Qatar’s energy minister also said on Monday that the oil market is on a path to rebalancing.
Still, Russia, the world’s top oil producer and a non-OPEC member, was quick to dismiss calls for a freeze.
Russian Energy Minister Alexander Novak told reporters that “the position of Russia is that the prerequisites for this have not yet come to pass, considering that prices are still at a more or less normal level”.
A glut of crude and refined products loomed over the market.
In China, July fuel exports rose over 50 percent from a year earlier to a monthly record 4.57 million tonnes, official data showed, as easing demand growth and a surplus in refined products pushed refiners to increase shipments overseas.

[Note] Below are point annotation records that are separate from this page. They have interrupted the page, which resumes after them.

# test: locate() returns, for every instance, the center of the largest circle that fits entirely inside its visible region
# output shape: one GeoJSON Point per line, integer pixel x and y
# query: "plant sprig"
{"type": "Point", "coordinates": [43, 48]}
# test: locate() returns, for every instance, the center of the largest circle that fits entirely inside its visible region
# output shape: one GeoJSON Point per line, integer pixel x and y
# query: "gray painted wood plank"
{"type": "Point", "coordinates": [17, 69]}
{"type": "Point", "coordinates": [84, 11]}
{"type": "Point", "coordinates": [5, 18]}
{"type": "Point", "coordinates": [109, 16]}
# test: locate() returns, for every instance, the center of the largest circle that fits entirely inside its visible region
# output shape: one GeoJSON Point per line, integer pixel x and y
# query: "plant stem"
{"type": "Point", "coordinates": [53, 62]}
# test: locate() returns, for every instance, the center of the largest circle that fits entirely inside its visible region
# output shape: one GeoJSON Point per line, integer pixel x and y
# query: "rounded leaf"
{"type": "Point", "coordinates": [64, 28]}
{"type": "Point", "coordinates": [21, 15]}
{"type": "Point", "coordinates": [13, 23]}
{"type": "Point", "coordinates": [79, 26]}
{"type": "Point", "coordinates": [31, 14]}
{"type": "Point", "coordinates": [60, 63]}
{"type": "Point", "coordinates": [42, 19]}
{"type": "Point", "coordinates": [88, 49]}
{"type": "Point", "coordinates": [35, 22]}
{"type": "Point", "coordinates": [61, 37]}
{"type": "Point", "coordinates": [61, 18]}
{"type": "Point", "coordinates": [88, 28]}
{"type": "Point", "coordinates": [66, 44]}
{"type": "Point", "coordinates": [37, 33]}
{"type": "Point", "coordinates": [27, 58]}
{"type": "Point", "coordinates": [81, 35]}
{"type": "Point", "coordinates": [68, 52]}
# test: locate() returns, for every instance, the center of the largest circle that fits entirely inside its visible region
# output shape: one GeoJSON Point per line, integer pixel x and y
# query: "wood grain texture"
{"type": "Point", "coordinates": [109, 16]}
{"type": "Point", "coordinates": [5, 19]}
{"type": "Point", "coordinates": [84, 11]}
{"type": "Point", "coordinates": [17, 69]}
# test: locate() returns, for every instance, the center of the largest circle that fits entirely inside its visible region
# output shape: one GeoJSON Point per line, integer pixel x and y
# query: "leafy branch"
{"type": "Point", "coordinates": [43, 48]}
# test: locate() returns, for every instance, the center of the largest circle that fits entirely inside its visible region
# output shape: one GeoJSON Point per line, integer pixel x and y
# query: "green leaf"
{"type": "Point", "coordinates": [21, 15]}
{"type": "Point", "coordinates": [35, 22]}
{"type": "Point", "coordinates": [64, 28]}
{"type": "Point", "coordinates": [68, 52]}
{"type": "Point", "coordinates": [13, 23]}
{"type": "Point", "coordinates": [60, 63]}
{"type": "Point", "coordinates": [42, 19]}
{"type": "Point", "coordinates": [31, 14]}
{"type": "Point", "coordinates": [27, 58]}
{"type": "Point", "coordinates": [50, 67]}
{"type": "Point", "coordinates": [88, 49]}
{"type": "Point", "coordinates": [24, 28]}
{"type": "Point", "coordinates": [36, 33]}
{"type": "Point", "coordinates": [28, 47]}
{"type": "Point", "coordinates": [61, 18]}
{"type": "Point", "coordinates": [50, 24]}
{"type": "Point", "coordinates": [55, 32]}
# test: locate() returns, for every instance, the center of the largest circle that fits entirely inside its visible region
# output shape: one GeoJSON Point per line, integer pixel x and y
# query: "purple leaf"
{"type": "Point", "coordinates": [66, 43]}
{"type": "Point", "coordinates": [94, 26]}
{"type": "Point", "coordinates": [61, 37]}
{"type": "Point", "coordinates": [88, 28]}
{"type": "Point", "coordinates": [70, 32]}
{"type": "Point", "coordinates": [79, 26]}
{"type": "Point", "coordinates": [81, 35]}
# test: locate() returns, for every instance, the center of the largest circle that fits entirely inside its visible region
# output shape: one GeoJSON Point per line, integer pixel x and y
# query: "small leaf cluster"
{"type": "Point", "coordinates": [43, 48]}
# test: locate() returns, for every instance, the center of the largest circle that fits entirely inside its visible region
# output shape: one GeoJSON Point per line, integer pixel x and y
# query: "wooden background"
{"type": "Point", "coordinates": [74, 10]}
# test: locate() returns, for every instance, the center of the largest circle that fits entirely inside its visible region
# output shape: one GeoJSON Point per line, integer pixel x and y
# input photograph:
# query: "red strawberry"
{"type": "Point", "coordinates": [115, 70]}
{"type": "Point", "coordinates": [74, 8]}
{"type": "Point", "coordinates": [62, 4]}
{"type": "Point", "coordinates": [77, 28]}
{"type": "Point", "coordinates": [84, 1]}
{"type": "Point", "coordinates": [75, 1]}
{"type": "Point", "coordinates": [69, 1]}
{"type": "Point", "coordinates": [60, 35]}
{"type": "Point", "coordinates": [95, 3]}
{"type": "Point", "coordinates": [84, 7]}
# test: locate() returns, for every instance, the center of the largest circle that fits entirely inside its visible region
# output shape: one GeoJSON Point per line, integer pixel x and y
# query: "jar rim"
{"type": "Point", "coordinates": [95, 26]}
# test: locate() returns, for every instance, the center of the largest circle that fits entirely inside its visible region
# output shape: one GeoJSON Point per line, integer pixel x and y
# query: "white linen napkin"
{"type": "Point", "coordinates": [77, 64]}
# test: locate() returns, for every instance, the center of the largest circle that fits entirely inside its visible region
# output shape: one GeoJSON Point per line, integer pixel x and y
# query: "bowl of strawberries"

“It would be a surprise if we rapidly moved up to $60,” Bjarne Schieldrop, chief commodities analyst with SEB in Oslo, said of Brent prices. “There’s a lot of oil there, and we don’t need more of it.”
Meanwhile, the number of oil rigs drilling in the United States rose for the sixth consecutive week to 381, while investors are also increasing their bets against rising oil prices.
Hedge funds cut their net longs on Brent crude to their lowest since January, while investors are holding their smallest bullish exposure to US crude oil since February.
The combination of factors led analysts to warn that the world had not yet dealt with the overhang of physical oil, which could drag prices lower again before any sustained recovery.
“The proper signals are not yet being sent to fix the product market,” Morgan Stanley said in a note, noting that refined products also needed to draw down a large excess.
“In other words, physical oil markets likely need to get worse before they get better.”